(Crain’s) — After enduring a three-year freefall, local homebuilders have nowhere to go but up — or at least sideways.
Chicago-area new-home sales rose for the third quarter in a row on a seasonally adjusted annualized basis, according to housing consultant Tracy Cross & Associates Inc., another sign that the worst is over for homebuilders.
Yet where the market goes from here will depend on the broader economy and job market, which isn’t likely to surge back anytime soon.
“You can’t get blood out of a turnip, and that’s where the problem is,” says Tracy Cross, president of the Schaumburg-based firm.
On a seasonally adjusted annualized basis, local residential developers sold 4,666 homes in the third quarter, up 15% from a rate of 4,054 in the second quarter, according to a recent report published by the firm. The market bottomed out at 2,786 sales in fourth-quarter 2008.
The bad news is that 2009 will likely go down as the worst year for homebuilders since World War II. Even with the recent pickup, the beginning of the year was so bad that Mr. Cross expects developers to sell just 3,700 homes this year, down 42% from 6,374 in 2008 and 89% from the peak of 33,287 in 2005.

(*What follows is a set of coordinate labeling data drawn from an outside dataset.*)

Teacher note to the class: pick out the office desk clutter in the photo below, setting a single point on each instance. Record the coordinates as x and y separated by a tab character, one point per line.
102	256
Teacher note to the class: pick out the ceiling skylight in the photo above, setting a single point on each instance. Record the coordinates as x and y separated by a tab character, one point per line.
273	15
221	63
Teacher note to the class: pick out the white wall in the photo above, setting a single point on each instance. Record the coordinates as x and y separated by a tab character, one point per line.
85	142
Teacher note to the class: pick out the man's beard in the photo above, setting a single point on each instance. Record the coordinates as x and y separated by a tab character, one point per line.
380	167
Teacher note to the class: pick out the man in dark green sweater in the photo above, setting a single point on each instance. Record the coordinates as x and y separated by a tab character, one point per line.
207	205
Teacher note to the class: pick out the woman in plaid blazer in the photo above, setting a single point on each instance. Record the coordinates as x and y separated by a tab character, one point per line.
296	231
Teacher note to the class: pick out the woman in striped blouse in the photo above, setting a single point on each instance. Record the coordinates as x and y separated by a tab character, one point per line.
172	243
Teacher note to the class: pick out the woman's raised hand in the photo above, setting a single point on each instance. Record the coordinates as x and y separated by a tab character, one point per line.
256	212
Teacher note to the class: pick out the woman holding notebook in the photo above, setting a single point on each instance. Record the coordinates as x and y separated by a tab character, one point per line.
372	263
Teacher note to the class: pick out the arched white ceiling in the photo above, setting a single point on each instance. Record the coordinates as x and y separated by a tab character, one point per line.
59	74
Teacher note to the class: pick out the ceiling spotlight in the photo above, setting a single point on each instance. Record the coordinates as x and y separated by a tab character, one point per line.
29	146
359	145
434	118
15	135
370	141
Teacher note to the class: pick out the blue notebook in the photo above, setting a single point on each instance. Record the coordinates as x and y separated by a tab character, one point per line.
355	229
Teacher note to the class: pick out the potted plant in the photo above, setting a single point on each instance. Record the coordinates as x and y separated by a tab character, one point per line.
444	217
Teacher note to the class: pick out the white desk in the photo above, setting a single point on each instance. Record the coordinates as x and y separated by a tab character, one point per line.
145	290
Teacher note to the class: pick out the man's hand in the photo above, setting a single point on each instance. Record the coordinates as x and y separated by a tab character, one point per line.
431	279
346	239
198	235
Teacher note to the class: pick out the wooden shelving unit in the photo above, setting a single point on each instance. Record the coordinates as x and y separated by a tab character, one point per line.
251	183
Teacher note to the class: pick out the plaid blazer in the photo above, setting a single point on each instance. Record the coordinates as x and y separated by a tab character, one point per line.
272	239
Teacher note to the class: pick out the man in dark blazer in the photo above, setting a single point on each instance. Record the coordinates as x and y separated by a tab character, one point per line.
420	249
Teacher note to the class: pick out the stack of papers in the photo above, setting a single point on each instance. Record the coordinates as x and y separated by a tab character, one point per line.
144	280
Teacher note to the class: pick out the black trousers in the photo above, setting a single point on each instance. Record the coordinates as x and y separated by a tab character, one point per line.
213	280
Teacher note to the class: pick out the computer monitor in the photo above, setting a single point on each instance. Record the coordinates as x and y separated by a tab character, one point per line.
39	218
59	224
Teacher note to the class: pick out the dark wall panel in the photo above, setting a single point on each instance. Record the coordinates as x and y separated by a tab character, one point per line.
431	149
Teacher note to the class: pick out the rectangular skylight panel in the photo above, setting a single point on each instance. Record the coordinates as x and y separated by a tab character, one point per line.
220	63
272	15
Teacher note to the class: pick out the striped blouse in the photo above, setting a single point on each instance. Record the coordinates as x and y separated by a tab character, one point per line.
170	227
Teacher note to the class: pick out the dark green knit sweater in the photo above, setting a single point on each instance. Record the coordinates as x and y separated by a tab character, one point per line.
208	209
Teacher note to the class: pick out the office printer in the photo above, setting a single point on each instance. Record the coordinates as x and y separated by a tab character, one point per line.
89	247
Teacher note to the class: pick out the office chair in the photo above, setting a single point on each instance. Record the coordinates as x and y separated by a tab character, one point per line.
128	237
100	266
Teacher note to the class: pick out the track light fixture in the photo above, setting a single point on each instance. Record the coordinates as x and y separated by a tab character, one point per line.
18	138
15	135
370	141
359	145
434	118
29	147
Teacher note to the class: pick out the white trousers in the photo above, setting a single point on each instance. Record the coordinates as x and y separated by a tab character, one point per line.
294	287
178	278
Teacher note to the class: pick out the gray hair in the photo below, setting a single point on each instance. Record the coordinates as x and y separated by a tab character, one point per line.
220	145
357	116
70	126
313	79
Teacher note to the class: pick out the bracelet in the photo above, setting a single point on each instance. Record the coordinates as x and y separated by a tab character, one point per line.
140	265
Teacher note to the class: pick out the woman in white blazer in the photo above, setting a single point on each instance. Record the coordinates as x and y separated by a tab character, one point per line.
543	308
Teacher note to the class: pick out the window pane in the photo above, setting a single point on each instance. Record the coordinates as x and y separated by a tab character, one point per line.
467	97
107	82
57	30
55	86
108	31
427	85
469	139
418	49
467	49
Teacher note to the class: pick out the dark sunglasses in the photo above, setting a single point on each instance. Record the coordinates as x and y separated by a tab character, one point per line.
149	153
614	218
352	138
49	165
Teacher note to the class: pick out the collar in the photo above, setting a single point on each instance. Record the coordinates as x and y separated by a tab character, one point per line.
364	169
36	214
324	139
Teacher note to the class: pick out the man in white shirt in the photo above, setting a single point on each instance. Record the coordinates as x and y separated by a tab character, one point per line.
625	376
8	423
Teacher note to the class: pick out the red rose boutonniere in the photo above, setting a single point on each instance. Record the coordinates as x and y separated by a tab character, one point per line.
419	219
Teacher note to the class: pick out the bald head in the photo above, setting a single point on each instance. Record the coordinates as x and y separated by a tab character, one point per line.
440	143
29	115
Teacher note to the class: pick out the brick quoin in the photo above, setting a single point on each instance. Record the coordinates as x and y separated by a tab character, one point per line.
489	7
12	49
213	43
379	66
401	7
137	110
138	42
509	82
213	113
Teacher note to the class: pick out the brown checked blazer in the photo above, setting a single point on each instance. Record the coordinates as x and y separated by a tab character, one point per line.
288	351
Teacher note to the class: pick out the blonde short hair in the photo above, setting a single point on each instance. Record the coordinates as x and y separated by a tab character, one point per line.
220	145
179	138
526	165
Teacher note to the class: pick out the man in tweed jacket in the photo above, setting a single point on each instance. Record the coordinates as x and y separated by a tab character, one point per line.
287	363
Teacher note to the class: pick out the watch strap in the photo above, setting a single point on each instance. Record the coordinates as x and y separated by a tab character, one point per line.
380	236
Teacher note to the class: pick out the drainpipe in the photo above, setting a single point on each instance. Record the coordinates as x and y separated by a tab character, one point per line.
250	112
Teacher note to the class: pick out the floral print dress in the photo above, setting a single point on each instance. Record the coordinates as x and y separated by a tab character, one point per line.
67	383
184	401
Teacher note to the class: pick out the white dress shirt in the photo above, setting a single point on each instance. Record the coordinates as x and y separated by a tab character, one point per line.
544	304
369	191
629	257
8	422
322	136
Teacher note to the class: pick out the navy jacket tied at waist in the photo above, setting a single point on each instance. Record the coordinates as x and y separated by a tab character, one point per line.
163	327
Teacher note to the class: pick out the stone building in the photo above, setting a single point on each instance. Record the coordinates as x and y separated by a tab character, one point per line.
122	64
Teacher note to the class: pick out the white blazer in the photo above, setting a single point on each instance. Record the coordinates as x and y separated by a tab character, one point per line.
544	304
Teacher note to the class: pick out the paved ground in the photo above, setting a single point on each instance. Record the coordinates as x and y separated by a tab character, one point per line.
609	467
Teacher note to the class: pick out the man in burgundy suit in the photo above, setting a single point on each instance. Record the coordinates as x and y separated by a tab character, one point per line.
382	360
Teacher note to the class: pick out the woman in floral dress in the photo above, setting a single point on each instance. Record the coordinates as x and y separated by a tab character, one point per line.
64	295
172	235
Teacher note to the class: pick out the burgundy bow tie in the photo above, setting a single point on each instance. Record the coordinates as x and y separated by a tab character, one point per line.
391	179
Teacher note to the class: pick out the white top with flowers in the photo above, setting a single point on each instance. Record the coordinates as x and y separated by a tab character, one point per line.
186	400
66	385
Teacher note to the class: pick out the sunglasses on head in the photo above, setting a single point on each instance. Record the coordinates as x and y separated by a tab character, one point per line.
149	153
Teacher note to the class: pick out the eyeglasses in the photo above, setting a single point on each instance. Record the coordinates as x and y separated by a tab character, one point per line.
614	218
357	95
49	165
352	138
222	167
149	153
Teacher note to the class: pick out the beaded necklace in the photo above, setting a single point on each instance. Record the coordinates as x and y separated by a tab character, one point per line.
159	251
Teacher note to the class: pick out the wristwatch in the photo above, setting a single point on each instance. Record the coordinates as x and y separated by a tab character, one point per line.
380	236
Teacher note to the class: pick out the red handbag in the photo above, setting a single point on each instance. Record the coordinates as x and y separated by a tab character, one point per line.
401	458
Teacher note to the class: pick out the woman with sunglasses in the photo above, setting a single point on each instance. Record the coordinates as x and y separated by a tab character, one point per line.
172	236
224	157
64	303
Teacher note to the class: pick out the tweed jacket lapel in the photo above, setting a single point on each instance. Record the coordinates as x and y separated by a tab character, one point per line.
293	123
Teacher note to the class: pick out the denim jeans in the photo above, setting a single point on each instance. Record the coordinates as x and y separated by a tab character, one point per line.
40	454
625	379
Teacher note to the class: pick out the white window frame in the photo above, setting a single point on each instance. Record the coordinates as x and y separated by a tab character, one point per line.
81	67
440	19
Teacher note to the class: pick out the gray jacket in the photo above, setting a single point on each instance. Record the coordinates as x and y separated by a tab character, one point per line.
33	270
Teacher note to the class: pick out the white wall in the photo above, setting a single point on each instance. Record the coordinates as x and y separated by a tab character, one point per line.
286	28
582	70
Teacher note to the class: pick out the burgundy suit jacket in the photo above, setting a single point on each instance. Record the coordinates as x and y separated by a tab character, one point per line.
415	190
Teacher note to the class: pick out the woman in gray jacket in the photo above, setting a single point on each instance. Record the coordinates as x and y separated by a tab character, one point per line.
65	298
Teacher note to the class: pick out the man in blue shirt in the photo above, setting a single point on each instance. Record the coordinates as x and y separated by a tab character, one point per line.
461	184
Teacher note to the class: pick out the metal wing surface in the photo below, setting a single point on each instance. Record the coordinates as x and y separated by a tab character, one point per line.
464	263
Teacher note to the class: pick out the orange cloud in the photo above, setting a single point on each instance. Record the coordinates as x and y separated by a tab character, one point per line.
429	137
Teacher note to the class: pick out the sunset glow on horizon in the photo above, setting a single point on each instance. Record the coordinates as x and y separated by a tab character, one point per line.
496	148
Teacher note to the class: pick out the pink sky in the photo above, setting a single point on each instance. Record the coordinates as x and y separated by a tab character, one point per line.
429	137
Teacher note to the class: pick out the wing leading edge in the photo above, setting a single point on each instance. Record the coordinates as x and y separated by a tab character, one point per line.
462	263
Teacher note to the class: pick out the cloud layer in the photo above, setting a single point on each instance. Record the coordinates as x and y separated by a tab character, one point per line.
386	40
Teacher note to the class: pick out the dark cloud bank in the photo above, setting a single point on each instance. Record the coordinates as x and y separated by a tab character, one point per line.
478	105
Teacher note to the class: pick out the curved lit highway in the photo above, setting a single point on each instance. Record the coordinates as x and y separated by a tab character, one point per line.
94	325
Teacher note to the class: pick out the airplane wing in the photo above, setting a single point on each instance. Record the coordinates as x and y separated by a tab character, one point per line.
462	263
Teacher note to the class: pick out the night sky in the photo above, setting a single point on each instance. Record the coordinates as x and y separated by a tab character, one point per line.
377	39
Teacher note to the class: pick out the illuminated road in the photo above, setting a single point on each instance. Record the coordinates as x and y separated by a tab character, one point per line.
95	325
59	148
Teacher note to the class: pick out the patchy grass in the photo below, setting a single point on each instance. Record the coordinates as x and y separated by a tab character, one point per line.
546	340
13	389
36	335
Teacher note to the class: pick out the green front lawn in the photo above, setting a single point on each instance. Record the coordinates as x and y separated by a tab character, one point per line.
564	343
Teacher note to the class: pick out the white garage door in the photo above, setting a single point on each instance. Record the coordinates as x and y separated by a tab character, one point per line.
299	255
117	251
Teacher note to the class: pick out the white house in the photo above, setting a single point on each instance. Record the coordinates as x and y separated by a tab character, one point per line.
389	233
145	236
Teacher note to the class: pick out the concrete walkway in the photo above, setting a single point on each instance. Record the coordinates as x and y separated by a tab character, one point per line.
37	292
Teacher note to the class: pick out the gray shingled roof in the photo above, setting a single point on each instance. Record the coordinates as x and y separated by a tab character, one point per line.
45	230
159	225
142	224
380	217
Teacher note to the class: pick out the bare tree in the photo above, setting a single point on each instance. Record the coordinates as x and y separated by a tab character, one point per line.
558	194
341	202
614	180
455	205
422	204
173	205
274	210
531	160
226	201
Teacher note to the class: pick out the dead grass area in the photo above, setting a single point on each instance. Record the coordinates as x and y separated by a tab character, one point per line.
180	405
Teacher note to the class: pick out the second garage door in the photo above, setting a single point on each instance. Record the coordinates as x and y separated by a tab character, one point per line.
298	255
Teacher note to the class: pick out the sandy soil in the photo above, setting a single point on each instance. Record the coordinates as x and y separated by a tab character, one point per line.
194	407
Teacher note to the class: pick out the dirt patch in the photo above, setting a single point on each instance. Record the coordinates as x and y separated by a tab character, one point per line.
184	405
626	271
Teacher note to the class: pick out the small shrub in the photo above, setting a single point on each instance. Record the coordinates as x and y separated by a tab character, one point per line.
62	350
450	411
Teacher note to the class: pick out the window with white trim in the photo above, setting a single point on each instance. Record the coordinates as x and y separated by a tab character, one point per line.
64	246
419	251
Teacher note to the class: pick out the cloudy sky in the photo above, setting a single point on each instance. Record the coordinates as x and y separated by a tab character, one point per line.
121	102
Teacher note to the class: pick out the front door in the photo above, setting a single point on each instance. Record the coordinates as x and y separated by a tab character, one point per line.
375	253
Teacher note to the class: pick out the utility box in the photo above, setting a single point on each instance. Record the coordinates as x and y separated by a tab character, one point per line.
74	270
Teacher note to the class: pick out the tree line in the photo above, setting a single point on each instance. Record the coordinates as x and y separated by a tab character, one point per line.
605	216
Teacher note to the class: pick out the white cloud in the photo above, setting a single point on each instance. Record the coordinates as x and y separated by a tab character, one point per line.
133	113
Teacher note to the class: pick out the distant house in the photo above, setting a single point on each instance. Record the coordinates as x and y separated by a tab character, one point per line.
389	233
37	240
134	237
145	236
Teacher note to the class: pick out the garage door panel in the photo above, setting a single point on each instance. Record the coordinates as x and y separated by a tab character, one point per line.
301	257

Sales in the city bounced back in the third quarter, as developers lured buyers by slashing prices by as much as 35%. Chicago builders sold 1,967 units at a seasonally adjusted annualized rate, nearly triple the 674-unit pace in the second quarter.
Chicago condo developers are still sitting on several thousand unsold units, ensuring that the discounting will continue. The developer of the 168-unit Park Monroe recently reduced prices on several condos in the project at 65 E. Monroe St.; one-bedroom, one-bathroom condos there now are listed at $299,500 down 25% from $399,900 previously, according to the development’s Web site.
The quarter was tougher on the suburban market, where seasonally adjusted annualized sales fell 20% from the second quarter, to 2,699 units. One reason: The $8,000 federal tax credit for first-time homebuyers boosted suburban demand in the first half of the year, but sales petered out in the third quarter because the credit is set to expire Nov. 30, Mr. Cross says.
Because of the time it takes to build a new home, suburban buyers who signed contracts in the third quarter wouldn’t have been able to close on the purchases until after the deadline, removing the sense of urgency to buy, he says. Tracy Cross records a sale when a purchase contract is signed, not at closing.
The tax credit has been less of a factor in the city because new homes there, with an average price of $587,158 in the third quarter, are beyond the means of many first-time buyers, Mr. Cross says.
Congress is considering extending and expanding the homebuyer credit, possibly until April 30, but that won’t be enough to ensure a recovery in the U.S. housing market.
Even if the credit is extended, “home demand and prices will deteriorate again once the credit eventually expires — especially if job creation does not materialize in light of further anticipated increases in housing inventory as mortgage delinquencies and foreclosures rise,” CreditSights Inc., a New York-based research firm, writes in a recent report.
The other key factor is the availability of mortgage financing. Condo developers continue to gripe that lenders have tightened their underwriting standards so much that creditworthy borrowers can no longer get a loan to finance a new condo purchase. And mortgage rates are rising again, fueling concerns that higher borrowing costs could stall a market recovery.
Though he’s written off 2009, Mr. Cross expects new home sales to rise about 20% in 2010, rising ultimately to about 22,000 units annually.
“We don’t see Chicago ever coming back to what we saw in ’04 and ’05,” he says.